Milk Mustaches for Everyone

This mama deer is feeding milk to her babies. The fawns were born in early June. As newborns, they were barely bigger than bread loaves. But within an hour, they could stand on their skinny legs and take their first wobbly steps. Now — thanks to mom’s milk — look how big they’ve grown!

All that growing wears them out. Like most babies, fawns need lots of rest. They curl into balls and snooze in tall grass or soft leaves. Sunshine streaming through overhead vegetation casts spots of light on the ground. The fawns’ spotty fur helps them blend in with this speckled backdrop.

Double Trouble

A mama deer usually gives birth to twin fawns, but singles and triplets aren’t uncommon.

Summer

There’s a Fawn on My Lawn

If you find a fawn in your yard, don’t worry. The little deer isn’t an orphan. Mama whitetails often leave their babies by themselves.

Young fawns are nearly odorless. To keep from soiling their babies with their stronger scents, does visit just a few times a day. If danger approaches, a fawn’s heartbeat slows down, and its breathing nearly stops. Predators can’t smell the fawn, hear its heart, or see the tiniest twitch of movement.

So if you find a fawn, leave it alone and keep pets inside. Rest assured that mom will return to take care of her youngster.

Herd Words

Female deer are called does (rhymes with nose). Male deer are called bucks. Young deer are called fawns.

Arms Race

While mama deer are busy raising babies, bucks are busy growing new headgear. Antlers sprout in spring. At first, they look like furry bumps covered in fuzzy, blood-rich skin called velvet. But as summer sweats on, blood vessels carry calcium and other minerals to the stubby antlers, and they grow bigger and bigger. At the peak of growth, a deer may add half an inch to its antlers each day.

The sunny months are a peaceful time for bucks. They hang out in small groups, eat together, and groom each other like oversized house cats. During summer, bucks behave like they’re best buddies. But once autumn arrives, they turn into fierce foes.

Fall

Buck Battle

Crack! Crunch! Crash! Mud flies as two bucks scuffle through the underbrush, pushing each other around with their antlers. The bucks are equal in size, and their shoving match stretches for several long minutes. Finally, with a grunt, one of the white-tailed warriors gives up and trots away. Usually, neither deer gets hurt during these buck battles. The strongest, pushiest deer earns the chance to mate with more does. Fluffier in the Fall Each hair in a deer’s thick winter coat is filled with air. The air acts as insulation to keep the deer toasty.

Fluffier in the Fall

Each hair in a deer’s thick winter coat is filled with air. The air acts as insulation to keep the deer toasty.

Hardcore Headgear

By late August, blood stops flowing to the antlers, and they quit growing.
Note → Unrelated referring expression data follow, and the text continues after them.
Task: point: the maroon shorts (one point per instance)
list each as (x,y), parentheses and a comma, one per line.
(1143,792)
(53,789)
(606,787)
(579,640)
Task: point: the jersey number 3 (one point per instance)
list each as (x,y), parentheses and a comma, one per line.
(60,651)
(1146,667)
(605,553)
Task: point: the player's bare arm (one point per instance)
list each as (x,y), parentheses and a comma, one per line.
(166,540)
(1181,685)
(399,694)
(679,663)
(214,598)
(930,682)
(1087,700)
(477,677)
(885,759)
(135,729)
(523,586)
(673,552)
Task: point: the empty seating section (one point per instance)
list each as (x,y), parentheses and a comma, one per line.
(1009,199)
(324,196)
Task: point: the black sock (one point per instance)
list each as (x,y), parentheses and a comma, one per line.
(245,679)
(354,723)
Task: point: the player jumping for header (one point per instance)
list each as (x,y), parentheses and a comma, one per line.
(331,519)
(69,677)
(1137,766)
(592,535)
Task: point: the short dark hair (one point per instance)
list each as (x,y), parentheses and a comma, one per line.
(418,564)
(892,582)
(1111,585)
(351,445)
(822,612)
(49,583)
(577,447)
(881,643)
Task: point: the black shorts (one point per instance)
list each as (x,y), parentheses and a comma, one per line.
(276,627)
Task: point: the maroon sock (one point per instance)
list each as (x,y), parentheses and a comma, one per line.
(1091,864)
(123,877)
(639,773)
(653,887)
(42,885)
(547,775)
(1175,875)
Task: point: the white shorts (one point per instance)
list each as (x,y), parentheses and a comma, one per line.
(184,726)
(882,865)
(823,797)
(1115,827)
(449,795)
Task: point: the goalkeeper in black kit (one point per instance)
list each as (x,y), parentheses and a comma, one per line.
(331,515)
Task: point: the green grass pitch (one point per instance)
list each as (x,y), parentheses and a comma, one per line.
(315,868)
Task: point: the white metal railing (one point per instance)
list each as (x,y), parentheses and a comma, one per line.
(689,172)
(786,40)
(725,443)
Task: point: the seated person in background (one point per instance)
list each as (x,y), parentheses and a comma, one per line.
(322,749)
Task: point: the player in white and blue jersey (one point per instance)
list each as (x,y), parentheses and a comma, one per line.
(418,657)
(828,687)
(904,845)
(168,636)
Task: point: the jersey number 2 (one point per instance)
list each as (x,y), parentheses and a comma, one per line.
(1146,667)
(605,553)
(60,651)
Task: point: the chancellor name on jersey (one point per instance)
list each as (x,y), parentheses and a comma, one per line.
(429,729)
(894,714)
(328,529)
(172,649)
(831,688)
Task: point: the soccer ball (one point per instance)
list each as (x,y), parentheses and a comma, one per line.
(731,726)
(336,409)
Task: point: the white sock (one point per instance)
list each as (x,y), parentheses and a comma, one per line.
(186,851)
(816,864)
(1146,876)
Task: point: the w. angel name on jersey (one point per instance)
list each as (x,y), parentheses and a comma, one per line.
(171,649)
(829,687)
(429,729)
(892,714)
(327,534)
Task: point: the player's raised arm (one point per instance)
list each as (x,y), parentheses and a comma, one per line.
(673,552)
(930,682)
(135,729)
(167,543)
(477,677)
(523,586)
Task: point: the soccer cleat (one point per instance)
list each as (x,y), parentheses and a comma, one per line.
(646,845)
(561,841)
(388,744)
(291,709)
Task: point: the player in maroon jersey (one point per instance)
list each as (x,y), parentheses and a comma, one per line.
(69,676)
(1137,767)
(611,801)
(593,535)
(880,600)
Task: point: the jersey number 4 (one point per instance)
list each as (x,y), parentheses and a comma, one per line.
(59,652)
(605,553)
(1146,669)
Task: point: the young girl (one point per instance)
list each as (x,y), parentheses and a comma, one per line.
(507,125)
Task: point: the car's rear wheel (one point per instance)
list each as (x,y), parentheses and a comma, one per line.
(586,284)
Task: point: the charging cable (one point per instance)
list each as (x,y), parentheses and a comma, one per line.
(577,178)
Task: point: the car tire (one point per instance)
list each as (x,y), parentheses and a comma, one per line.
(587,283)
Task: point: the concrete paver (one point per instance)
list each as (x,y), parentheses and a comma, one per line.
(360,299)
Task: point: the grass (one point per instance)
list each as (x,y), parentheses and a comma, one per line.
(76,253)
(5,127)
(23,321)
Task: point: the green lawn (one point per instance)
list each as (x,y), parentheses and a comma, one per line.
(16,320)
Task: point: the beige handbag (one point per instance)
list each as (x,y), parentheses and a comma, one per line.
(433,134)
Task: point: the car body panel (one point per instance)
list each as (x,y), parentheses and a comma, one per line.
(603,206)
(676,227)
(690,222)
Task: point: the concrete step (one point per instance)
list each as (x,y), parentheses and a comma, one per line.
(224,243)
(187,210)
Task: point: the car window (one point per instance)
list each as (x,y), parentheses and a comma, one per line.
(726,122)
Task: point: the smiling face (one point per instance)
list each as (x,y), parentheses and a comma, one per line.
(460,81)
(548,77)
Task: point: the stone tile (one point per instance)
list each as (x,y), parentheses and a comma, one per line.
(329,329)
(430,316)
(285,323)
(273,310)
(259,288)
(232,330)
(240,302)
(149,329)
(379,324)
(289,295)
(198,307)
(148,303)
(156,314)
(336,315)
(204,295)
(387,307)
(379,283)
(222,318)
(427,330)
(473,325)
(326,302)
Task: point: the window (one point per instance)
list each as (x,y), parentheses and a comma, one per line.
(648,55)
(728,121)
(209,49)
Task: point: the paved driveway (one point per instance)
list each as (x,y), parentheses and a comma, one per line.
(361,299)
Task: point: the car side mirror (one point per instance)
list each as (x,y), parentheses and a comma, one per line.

The velvet dries out and peels off. Bucks rub their hardened headgear on trees and bushes. This scrapes off the itchy velvet and polishes the antlers until they gleam. The scuffed-up bark left behind on the tree tells other deer where the buck has been.

Four Stomachs to Fill

To a deer, the world is one big salad bar. They clip tender green leaves and pluck berries from bushes, using their nimble lips to take only the tastiest nibbles. In the fall, they gobble down acorns, turning the protein-rich nuts into layers of fat and shaggy fur coats that will keep them warm during winter.

The next time your tummy growls, think of a deer. When a whitetail gets hungry, it doesn’t have just one stomach to fill. It has four! The extra chambers help deer get as many nutrients as possible from tough-to-digest plants.

Hello, Deer

Whitetails communicate with each other in a variety of ways.

Stamps

When whitetails are startled or annoyed, they stamp their hooves hard on the ground.

Sounds

A scared deer may blow out a raspy, high-pitched snort. Does call to their babies with soft grunts. And when fawns want their mommies, they bleat like lambs.

Scents

Bucks paw up the soil and leave their scents on the scrapes for other deer to smell. If a doe is interested in a buck, she may leave her scent on his scrape, too.

Tails

Deer swish their tails lazily from side to side when they’re relaxed. But if a deer gets scared, it raises its tail like a flag and flares out the white hairs on the underside. This warns other deer of danger.

Winter

Deer Defenses

Sproing! White-tailed deer are the kings of spring, able to leap over 8 feet into the air. They can run 35 mph for short distances and swim up to 13 mph when they have to.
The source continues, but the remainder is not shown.